Starting in early 2016, employers have to report to the Internal Revenue Service about their healthcare coverage under Section 6056 of the Internal Revenue Code. Employers with more than 100 full-time employees (FTEs) will be fined if they lack proper coverage. In a workforce that is shifting from full-time workers to contingent employees, numerous companies may start wondering how best to meet this challenge.
Fortunately, there are strategies all employers can use to stay in compliance in a transitional workplace environment.
Determine how many FTEs you had in 2014
The new employer mandate only applies to Applicable Large Employers (ALEs). You can count yourself as an ALE if you employ more than 50 full-time or full-time equivalent employees. For most employers, this calculation will be familiar, but here's a refresher:
To find the total number of FTEs, take your full-time employees and add the total number of weekly part-time employee hours. Divide this number by 30, and you have your total number of FTEs for 2014.

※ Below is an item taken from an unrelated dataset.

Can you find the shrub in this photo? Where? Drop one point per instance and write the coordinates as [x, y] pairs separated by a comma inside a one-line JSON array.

When you work with variable-hour or seasonal employees, this calculation can be a bit tricky. If an employer's workforce only exceeds 50 FTEs during 120 days or fewer during the calendar year, and these extra staffers performed seasonal work as defined by the Secretary of Labor, working no more than 120 days, then the employer is not an ALE.

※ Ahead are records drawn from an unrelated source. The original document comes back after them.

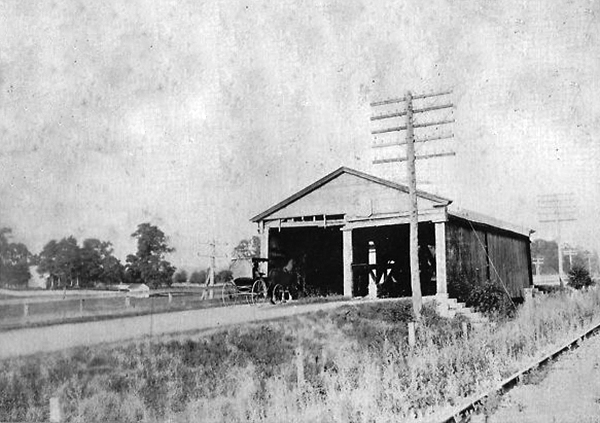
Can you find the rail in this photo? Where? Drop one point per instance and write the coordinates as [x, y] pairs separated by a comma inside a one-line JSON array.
[[462, 413]]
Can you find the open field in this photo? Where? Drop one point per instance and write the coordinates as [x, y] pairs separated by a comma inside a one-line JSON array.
[[37, 310], [351, 363], [20, 342]]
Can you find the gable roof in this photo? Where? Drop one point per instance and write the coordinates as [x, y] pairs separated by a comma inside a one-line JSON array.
[[345, 170]]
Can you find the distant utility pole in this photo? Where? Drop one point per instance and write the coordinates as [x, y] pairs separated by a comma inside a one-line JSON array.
[[537, 262], [557, 208], [410, 159], [210, 277], [570, 252]]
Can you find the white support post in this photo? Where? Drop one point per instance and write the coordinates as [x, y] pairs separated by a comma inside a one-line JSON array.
[[372, 280], [347, 261], [264, 245], [440, 259], [440, 268]]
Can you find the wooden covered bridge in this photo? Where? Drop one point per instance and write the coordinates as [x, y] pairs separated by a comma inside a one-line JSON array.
[[330, 227]]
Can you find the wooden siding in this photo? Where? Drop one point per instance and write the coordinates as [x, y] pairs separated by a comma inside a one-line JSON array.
[[466, 261], [510, 258], [350, 195], [468, 247]]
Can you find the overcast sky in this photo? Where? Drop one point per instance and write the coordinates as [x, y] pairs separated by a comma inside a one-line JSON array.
[[197, 115]]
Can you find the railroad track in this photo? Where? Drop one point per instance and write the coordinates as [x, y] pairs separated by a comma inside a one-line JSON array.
[[462, 413]]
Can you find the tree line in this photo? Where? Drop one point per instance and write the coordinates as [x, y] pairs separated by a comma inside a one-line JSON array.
[[66, 263]]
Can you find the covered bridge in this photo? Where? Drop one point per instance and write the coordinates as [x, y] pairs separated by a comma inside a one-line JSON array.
[[329, 228]]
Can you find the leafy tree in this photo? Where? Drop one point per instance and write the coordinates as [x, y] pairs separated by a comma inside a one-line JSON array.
[[198, 277], [148, 265], [223, 275], [181, 276], [15, 259], [247, 248], [579, 277], [98, 264], [61, 261]]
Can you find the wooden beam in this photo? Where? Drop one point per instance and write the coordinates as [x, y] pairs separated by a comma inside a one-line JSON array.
[[403, 159], [433, 138], [403, 113], [403, 99], [417, 125]]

If your calculations reveal 49 FTEs or fewer for 2014, you don't have to comply with the ACA employer mandate. However, you still need to provide form 1094-B to the IRS and 1095-B to all covered employees.
See if you qualify for transition relief
Employers with more than 50 FTEs are required to comply with the mandate. Luckily, companies with 50 to 99 FTEs may qualify for transition relief. If you meet the following conditions, you qualify for relief:
- Limited workforce size: In 2014, you employed at least 50 FTEs, but fewer than 100.

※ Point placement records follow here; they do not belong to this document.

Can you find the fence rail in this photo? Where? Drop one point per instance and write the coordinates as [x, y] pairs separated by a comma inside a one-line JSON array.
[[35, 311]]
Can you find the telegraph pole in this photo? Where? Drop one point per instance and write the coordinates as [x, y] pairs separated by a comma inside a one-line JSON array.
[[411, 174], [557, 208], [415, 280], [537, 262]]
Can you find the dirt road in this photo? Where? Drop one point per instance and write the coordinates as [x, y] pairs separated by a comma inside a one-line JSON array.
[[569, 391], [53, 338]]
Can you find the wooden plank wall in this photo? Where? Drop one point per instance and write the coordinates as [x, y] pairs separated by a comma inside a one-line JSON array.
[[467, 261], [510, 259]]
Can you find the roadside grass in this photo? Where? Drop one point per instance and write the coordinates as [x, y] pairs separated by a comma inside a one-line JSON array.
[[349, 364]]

- Maintenance of workforce: You reduced your workforce for a legitimate reason between February 9, 2014 and December 31, 2014.
- Maintenance of previous health care coverage: You do not eliminate healthcare coverage between February 9, 2014 and December 31, 2015.
In short, you qualify for assistance if you maintain your current health care coverage and you aren't reducing your workforce just to qualify for relief.
Make sure your health plan is affordable
As its name implies, the point of the Affordable Care Act is to make health care coverage more financially accessible. That means you will be penalized if your plan isn't up to par. To find out if your plan qualifies as affordable, take a look at your lowest-cost plan to ensure it doesn't exceed 9.5 percent of:
- The employee's 2014 wages.
- The federal poverty level for an individual.
- An amount equal to 130 multiplied by either the employee's hourly rate of pay as of the first day of the coverage period, the lowest hourly rate during the calendar month, or 9.5 percent of the employee's monthly salary for salaried employees.
If you pass this test, you should be in the clear.
File forms 1094-C and 1095-C
The next step is to fill out your paperwork and send it in. Here are the primary documents you need to worry about:
- 1094-C: This form identifies the business and the number of full-time employees, and whether the business offered any Minimum Essential Coverage (MEC).
- 1095-C: This form reports which employees are covered by the business's insured plan or self-insured health care plans, as well as each employee's share of the monthly premiums.
It's also important to note that all employees must receive their portion of form 1095-C by January 31, 2016. Both forms are due February 28, 2016. However, businesses that file electronically have until March 31, 2016 to get their paperwork in.
There are a number of fines your business might incur from failing to meet compliance under ACA. Companies that don't offer MEC will be required to pay $2,000 for each employee. If you do offer coverage, but it's not affordable, you can be hit with another fine – $3,000 for every FTE receiving a tax credit or $2,000 for each FTE. You are also subject to smaller fines if you miss any forms.
These requirements create yet one more hurdle for business owners, but preparation will reduce the burden.